Both the E2 K200R mutation and the deletion in the 3′-UTR contribute to enhanced viral pathogenicity in mice. (A and B) WT C57BL/6J mice were inoculated with 10³ PFU of AF15561 (n = 8), AF15561^{E2 K200R;ΔUTR} (n = 8), AF15561^{E2 K200R} (n = 8), or AF15561^ΔUTR (n = 8) in the left rear footpad. The percent starting body weight (A) and disease score (B) were determined daily.
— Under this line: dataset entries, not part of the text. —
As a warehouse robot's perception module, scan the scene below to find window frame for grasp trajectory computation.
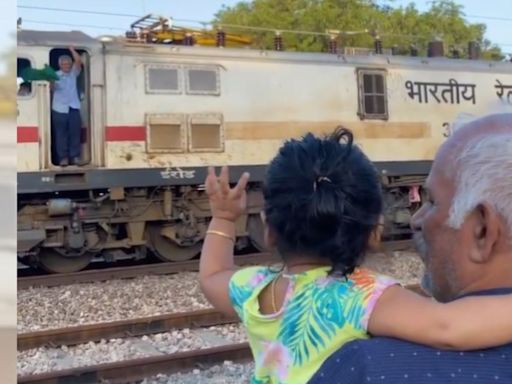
[187,113,226,153]
[146,113,187,154]
[144,63,183,95]
[356,68,389,121]
[183,64,221,96]
[16,55,36,100]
Data are derived from results from two independent experiments. P values were determined by two-way ANOVA with Bonferroni's multiple-comparison test. **, P < 0.01; ***, P < 0.001. The P values displayed are for AF15561^{E2 K200R;ΔUTR} versus AF15561^{E2 K200R}. (C) WT C57BL/6J mice were inoculated with 10³ PFU of AF15561 (n = 6), AF15561^{E2 K200R;ΔUTR} (n = 6), AF15561^{E2 K200R} (n = 6), or AF15561^ΔUTR (n = 6) in the left rear footpad. At 1 dpi, mice were euthanized, and the amount of infectious virus in the indicated tissues was quantified by a focus-forming assay. Data are derived from results from two independent experiments. P values were determined by a Kruskal-Wallis test with Dunn's multiple-comparison test. *, P < 0.05; **, P < 0.01; ***, P < 0.001.